Les premières questions portent sur l’alliance du corps et de la poésie : pourquoi cette alliance est-elle si importante ? De quelle manière l’écriture poétique s’inscrit-elle si étroitement dans le corps ? Comment le corps prend-il la parole ?
L’écriture vient du corps et de l’émotion.
Lorsque j’ai commencé à écrire, le corps dictait le besoin d’écriture. J’employais des verbes à l’infinitif, exprimant le mouvement et l’action car je ne pouvais exprimer que cet état. Je ne pouvais pas passer du côté de la pensée. Je ne pouvais que rester en harmonie avec mon corps. Ce n’était pas conscient. Cela sortait comme ça. Je n’y réfléchissais pas.
Cela s’est passé un peu différemment lorsque j’ai écris Tremble harmonique.
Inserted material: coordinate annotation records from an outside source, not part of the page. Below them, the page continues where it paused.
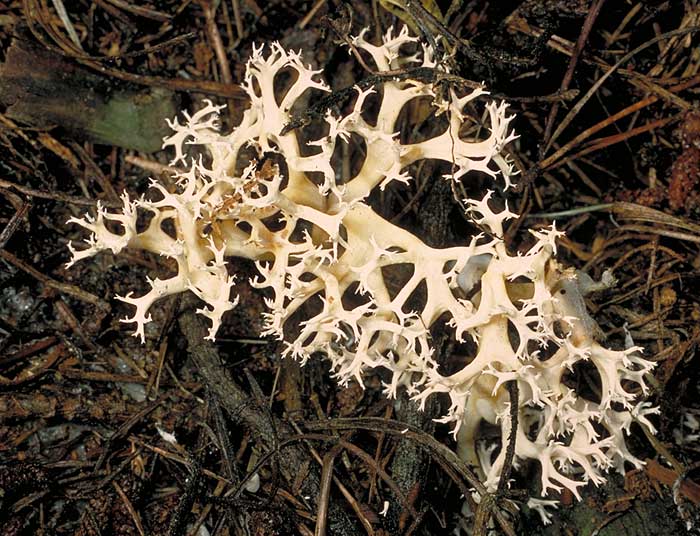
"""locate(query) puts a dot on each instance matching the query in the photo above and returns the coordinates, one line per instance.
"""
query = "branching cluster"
(325, 258)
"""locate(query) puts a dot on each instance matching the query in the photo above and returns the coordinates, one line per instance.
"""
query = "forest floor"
(100, 434)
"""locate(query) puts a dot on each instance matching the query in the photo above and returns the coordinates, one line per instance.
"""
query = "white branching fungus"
(324, 257)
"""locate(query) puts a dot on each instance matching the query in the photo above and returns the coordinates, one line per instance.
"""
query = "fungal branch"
(328, 264)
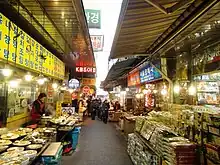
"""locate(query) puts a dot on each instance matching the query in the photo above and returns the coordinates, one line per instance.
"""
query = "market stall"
(165, 137)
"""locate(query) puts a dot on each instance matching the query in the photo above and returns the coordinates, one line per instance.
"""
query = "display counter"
(114, 116)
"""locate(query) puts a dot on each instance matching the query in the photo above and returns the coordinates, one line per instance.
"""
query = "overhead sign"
(134, 78)
(93, 18)
(88, 81)
(97, 42)
(74, 83)
(149, 73)
(19, 48)
(86, 89)
(82, 69)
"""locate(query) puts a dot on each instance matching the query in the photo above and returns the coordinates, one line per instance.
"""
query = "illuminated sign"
(74, 83)
(134, 79)
(18, 48)
(88, 81)
(93, 18)
(86, 69)
(97, 42)
(149, 73)
(86, 89)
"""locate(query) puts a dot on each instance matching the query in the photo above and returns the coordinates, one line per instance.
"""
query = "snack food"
(21, 143)
(5, 142)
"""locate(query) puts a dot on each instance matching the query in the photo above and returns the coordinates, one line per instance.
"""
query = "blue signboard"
(149, 73)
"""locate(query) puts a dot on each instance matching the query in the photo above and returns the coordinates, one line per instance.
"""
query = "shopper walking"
(117, 106)
(105, 109)
(38, 108)
(94, 109)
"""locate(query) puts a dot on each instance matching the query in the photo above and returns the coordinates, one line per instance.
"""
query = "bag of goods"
(139, 123)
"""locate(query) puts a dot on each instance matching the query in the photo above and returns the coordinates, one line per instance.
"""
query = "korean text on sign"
(93, 18)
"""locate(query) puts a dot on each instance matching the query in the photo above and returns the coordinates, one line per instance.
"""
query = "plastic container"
(75, 137)
(53, 160)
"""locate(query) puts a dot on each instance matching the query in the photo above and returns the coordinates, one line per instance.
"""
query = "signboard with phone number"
(18, 47)
(149, 73)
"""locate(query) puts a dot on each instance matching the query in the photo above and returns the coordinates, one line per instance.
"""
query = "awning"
(120, 69)
(59, 22)
(146, 26)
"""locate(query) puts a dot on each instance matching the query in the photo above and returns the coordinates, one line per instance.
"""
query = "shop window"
(19, 99)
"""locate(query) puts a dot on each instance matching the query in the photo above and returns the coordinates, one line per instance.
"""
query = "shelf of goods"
(24, 145)
(200, 125)
(170, 148)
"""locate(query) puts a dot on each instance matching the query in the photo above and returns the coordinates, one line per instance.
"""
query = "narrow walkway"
(99, 144)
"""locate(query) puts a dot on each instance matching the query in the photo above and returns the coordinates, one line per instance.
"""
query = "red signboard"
(85, 69)
(134, 79)
(86, 89)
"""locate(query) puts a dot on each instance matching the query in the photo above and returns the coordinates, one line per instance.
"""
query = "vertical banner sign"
(97, 42)
(134, 79)
(93, 18)
(18, 47)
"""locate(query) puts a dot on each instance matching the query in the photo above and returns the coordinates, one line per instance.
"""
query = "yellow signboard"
(88, 81)
(58, 108)
(19, 48)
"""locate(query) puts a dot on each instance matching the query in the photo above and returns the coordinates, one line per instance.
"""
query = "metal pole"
(167, 78)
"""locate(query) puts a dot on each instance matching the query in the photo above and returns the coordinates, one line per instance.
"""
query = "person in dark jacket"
(38, 108)
(75, 105)
(105, 109)
(117, 106)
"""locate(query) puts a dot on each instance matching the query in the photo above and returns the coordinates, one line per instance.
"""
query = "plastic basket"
(53, 160)
(75, 137)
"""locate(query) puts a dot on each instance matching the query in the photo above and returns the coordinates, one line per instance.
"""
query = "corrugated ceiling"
(143, 28)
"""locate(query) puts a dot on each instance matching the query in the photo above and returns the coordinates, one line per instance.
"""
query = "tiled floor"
(99, 144)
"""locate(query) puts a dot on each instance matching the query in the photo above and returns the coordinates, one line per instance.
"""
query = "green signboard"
(93, 18)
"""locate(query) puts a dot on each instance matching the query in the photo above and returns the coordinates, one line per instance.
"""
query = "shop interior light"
(155, 91)
(28, 77)
(55, 85)
(6, 72)
(71, 90)
(164, 92)
(145, 91)
(40, 81)
(176, 89)
(137, 96)
(192, 90)
(14, 83)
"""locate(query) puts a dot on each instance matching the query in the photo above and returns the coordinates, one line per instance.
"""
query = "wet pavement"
(99, 144)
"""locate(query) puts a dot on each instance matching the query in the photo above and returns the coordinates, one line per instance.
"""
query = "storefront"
(27, 68)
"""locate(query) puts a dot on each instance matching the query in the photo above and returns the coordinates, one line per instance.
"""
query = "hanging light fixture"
(41, 80)
(176, 89)
(14, 83)
(28, 77)
(7, 72)
(55, 85)
(192, 90)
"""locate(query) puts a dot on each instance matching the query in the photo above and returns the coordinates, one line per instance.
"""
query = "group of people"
(98, 108)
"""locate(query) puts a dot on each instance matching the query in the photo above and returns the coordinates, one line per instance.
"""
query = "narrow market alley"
(99, 144)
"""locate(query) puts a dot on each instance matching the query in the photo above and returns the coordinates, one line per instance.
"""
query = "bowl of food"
(34, 147)
(16, 149)
(29, 153)
(5, 142)
(10, 136)
(3, 148)
(9, 155)
(21, 143)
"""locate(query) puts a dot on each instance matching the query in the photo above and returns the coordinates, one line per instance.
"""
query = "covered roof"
(59, 21)
(146, 26)
(119, 70)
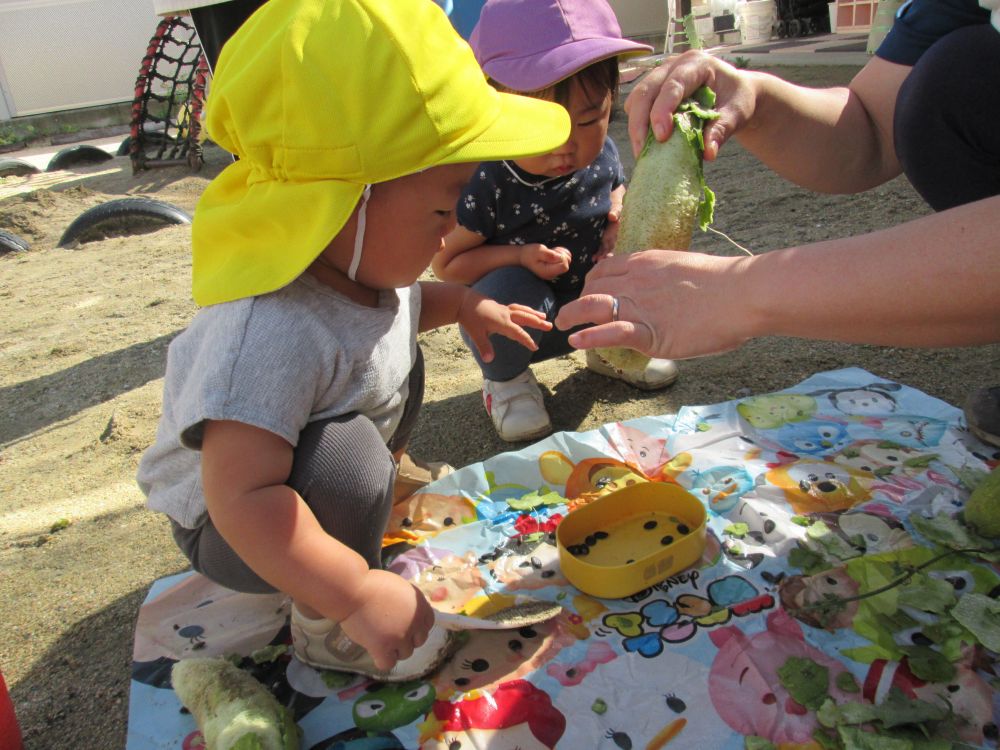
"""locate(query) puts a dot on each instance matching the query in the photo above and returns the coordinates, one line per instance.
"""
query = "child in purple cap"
(530, 229)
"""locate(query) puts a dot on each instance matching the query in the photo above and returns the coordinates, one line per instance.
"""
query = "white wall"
(66, 54)
(639, 17)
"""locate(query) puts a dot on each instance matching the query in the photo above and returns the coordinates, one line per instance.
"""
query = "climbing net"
(169, 95)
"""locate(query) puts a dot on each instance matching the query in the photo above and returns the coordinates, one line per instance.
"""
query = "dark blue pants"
(344, 471)
(516, 284)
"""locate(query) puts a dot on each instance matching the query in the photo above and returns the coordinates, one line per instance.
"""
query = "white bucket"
(756, 19)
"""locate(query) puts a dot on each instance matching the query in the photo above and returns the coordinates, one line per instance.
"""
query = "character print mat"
(818, 497)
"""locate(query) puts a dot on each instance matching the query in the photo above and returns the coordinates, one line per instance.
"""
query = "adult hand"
(393, 619)
(671, 304)
(545, 262)
(655, 98)
(481, 317)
Pour aborder ces musiques très fortes, j’ai choisi de ne pas les appréhender mentalement, mais de leur donner une réponse physique.
Car le corps est mon médium. Depuis l’enfance, à travers les arts du spectacle et le théâtre que j’ai commencé très jeune, et ensuite sur la scène du monde et dans la rue, je ne l’ai jamais quitté. J’y ai articulé l’écriture et j’ai conjugué les deux pour pouvoir improviser et créer un objet esthétique partout et tout le temps.
Pour moi l’écriture est un flux.
Je ne peux pas m’empêcher de traduire ce que je ressens en mots et j’ai l’impression que ma tête gonfle si je ne les laisse pas sortir. J’aimerais parfois qu’il y ait des moments de silence. Il me semble que je me suis mise dans un état d’ouverture au monde qui demande d’être capable de porter par en-dessous, de « sup-porter » énormément, mais il y a des moments où j’ai l’impression que tout est sourd autour de moi. Devant la tristesse qui m’envahit, la seule chose qui me console est d’écrire. J’ai toujours un carnet pas loin. J’écris et la vie reprend.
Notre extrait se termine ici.